Nothing
#' @demoTitle dallas-text
#'
#' Demo text tf, tf-idf and parser functions
#'
#' To install and use Dallas demo dataset in Aster:
#'
#' 1. download DallasOpenData.zip from
#' https://bitbucket.org/grigory/toaster/downloads/DallasOpenData.zip
#' 2. run script to create data set in Aster
#' sh load_dallas_data.sh -d mydbname -U username -w mypassword
#' 3. create Aster ODBC DSN on your desktop
#' see https://bitbucket.org/grigory/toaster/wiki/Home#markdown-header-odbc-driver-and-dns
library(toaster)
library(tm)
library(RColorBrewer)
library(reshape2)
# utility input function
readlineDef <- function(prompt, default) {
if (!is.null(prompt))
prompt = paste0(prompt, "[", default, "]: ")
else
prompt = paste0(prompt, ": ")
result = readline(prompt)
if (result == "")
return (default)
else
return (result)
}
# utility connection function
connectWithDSNToAster <- function(dsn=NULL) {
dsn = readlineDef("Enter Aster ODBC DSN: ", dsn)

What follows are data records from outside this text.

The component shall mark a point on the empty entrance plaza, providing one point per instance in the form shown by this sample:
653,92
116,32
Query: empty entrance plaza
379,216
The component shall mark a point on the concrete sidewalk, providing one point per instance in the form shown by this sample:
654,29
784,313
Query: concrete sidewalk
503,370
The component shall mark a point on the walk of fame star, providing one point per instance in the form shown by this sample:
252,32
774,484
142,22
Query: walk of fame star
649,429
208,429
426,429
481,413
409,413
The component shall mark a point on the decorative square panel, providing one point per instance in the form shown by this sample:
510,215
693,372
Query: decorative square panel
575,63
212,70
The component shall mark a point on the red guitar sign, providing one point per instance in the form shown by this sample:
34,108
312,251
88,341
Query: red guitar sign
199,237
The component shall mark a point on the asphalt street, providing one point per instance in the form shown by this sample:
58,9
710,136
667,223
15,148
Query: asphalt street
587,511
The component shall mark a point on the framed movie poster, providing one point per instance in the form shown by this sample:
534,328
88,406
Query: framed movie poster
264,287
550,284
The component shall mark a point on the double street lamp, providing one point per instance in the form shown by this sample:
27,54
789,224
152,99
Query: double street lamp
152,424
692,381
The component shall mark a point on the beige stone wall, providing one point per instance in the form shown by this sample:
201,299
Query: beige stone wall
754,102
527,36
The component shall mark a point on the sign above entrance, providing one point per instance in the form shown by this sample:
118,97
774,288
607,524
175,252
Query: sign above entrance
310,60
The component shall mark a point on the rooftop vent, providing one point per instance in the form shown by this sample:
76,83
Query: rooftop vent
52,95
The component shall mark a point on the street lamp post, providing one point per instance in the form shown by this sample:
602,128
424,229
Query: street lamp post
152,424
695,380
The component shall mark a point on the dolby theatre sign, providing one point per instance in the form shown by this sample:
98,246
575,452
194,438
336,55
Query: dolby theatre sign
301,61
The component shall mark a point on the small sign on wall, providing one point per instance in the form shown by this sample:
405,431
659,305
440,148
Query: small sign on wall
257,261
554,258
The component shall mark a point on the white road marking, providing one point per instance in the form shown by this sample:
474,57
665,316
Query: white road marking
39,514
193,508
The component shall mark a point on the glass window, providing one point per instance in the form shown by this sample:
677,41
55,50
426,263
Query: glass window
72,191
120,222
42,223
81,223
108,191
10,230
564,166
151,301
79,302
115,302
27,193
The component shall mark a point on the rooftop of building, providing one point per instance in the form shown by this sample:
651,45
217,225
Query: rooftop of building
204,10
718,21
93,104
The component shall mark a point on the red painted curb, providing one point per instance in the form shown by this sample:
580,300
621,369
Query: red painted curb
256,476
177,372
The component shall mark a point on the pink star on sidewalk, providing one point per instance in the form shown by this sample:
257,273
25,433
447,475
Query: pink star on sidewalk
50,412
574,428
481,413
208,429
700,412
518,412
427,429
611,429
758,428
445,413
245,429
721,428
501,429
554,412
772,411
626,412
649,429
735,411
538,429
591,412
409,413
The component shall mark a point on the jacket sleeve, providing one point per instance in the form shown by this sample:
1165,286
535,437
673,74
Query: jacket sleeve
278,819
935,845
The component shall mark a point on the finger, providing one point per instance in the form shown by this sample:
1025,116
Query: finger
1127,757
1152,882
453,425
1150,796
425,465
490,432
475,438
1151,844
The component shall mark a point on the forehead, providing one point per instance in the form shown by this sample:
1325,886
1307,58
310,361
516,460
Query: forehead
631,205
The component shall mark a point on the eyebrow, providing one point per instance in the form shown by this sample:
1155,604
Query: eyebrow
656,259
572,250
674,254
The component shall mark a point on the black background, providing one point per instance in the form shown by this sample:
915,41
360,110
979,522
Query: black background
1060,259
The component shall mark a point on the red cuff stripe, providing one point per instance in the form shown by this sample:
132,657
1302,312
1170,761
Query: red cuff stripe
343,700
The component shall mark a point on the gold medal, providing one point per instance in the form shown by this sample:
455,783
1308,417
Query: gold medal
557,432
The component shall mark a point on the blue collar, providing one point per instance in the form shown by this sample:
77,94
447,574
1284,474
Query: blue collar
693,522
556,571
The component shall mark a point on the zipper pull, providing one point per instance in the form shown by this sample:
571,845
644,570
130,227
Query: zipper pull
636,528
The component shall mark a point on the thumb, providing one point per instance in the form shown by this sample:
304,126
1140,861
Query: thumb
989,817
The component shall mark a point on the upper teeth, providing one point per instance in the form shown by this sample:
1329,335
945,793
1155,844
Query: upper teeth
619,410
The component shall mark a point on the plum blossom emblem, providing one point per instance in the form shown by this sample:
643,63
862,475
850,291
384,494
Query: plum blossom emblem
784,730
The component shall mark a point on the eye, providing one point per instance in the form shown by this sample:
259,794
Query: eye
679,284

tryCatch(close(conn), error=function(err) {NULL})
conn = tryCatch({
conn = odbcConnect(dsn)
odbcGetInfo(conn)
return (conn)
}, error=function(err) {
stop(paste("Can't connect to Aster - check DSN '", dsn, "'"))
})
}
## connect to Aster first
conn = connectWithDSNToAster()
# term frequency on narratives
# divided into 4 time groups: 0-3
tfIdfDallasByTime = computeTfIdf(channel=conn, tableName="public.dallaspoliceall",
docId="(extract('hour' from offensestarttime)::int/6)%4",
textColumns=c('offensedescription','offensenarrative'),
parser=nGram(1, punctuation="[\\\\[\\\\]%/`~#^&*()''\":;><@0-9-]+"),
test=FALSE)
dim(inspect(tfIdfDallasByTime))
findFreqTerms(tfIdfDallasByTime, 0.00005)
findAssocs(tfIdfDallasByTime, "INVESTIGATIONS", 0.99)
# top terms (by tf) for each document
tfIdfDallasByTimeDF <- cbind(term=dimnames(tfIdfDallasByTime)[[1]], as.data.frame(inspect(tfIdfDallasByTime)), stringsAsFactors=FALSE)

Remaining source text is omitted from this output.